Também o vegetariano praticante Piotr Shekalev, líder do projeto “Alimento para reflexões” é cético em relação à criação de carne artificial.

“Eu pessoalmente considero que isto não tem sentido, porque os que querem renunciar à carne, renunciam à ela sem substitutos e os que estão acostumados à carne encararão a ideia da carne artificial como uma ofensa. Possivelmente, este produto ajudará a alcançar um compromisso nas famílias onde os cônjuges têm pontos de vista diferentes em relação à alimentação, mas não se pode construir um sistema social sobre o compromisso.”.

O tempo mostrará se a carne artificial será uma revolução no sistema da alimentação ou a ideia morrerá na raiz, não tendo repercussão entre os consumidores. Ficamos a aguardar o desenvolvimento dos acontecimentos.

Fonte: Voz da Rússia

Nota da Redação: Dois detalhes nos colocam com pé atrás: primeiro, a obtenção de tecido animal por biópsia – a biópsia será feita somente uma vez, para posterior armazenamento e cultivo de culturas de tecidos, ou haverá biópsias regulares, o que exigiria que a carne artificial continuasse ocasionando a morte de animais, ainda que em menor número? Segundo, a necessidade de se testar a segurança dessa carne para a saúde humana, o que acabará impulsionando cientistas a realizarem os famigerados testes em animais para averiguar os efeitos dela a longo prazo no corpo humano. E talvez haja outras perguntas que precisarão ser respondidas antes que essa carne sintética possa ser considerada de fato uma solução, paralela ao veganismo, para acabar com a exploração animal na pecuária e na pesca.

1 COMENTÁRIO

  1. Que emocao ler algo deste tipo! O mundo precisa urgentemente de gente assim, que queira fazer a diferenca e mudar esta triste realidade!!!!! Estou com voces e nao abro!!!!

  2. A preocupação com os efeitos maléficos sobre o genoma humano está correta. Segundo Hulse (Sacred Cows and Milk Gates), nosso genoma está 10% alterado por conta do consumo de carnes e laticínios. Então, sugiro que todos comecemos a nos preocupar seriamente com a alteração genômica que as carnes e laticínios já produziram em nosso organismo. Tudo o que consumimos é desmanchado, assimilado, fixado, transformado e metabolizado. Há quem pense que com a excreção tudo que não presta sai do corpo. Engana-se.
    Entretanto, a matéria está correta quanto ao fato de que não seria mais necessário desperdiçar 70% dos grãos e cereais, água potável, e solo, ar e água hoje contaminados com os excrementos dos bilhões de animais mortos para virar nacos de carne no prato. Isso procede. Veganos, de fato, não se interessam em comer essa carne sintética, porque já obtêm proteína suficiente dos vegetais que adotam em sua dieta. Mas abolir o sofrimento e deixar de fabricar animais para a morte em massa, isso interessa totalmente aos veganos.

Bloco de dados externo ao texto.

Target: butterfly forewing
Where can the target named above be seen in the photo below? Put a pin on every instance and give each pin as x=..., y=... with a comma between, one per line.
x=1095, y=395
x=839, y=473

  3. Espero que de certo,pelo menos aliviara um pouco essa criaçao cruel de gado para abastecer as mesas dos carnivoros. Penso que os vegetarianos nao pensam comer…o vegetariano,desacostuma,e quando sente o cheiro… se entristece…ja nao nos agrada!

  4. Mesmo sendo artificial não comerei este tipo de produto. Nós brasileiros temos a combinação mais do que perfeita para nos alimentar, o velho e bom arroz com feijão.

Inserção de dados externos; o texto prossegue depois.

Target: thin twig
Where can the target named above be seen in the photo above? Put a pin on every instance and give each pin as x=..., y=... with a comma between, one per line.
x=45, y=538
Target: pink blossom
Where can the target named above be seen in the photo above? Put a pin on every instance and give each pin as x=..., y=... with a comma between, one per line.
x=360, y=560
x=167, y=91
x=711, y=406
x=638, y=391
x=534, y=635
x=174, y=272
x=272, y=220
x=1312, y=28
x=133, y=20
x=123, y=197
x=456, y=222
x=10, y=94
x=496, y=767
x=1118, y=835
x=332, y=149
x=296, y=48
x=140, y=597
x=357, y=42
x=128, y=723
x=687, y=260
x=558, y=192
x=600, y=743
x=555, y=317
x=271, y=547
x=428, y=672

  5. Perdoem-me o comentário um tanto descontextualizado, mas a reportagem se referiu ao Piotr Shekalev como “vegetariano praticante”. O que diabos seria um “vegetariano NÃO praticante”, por acaso agora estão transformando o vegetarianismo em religião??

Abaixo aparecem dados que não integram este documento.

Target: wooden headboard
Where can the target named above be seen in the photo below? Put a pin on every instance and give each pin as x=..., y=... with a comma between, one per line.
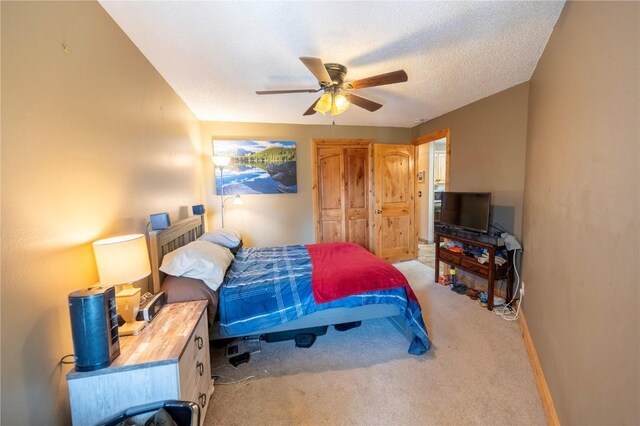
x=162, y=242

  6. Vegetarianos podem dizer que não vão comer essa carne, mas ela pode servir muito bem ao dilema de como alimentar seus animais adotados (especificamente os gatos que dependem quase que só de carne), e mesmo animais silvestres carnívoros feridos sendo tratados ou mesmo aqueles que não poderão voltar a vida selvagem, estes vivendo em centros de recuperação. Afinal, uma onça ainda precisa de carne. E nesse caso essa carne dispensaria a recuperação do animal tendo em vista a alimentação obtida de outro animal abatido. Além disso ela pode muito bem ser usada para a criação de um simulacro orgânico, que dispensaria o uso de cobaias vivas. Enfim, desde que não haja risco, que seja muito bem-vinda essa carne artificial!!!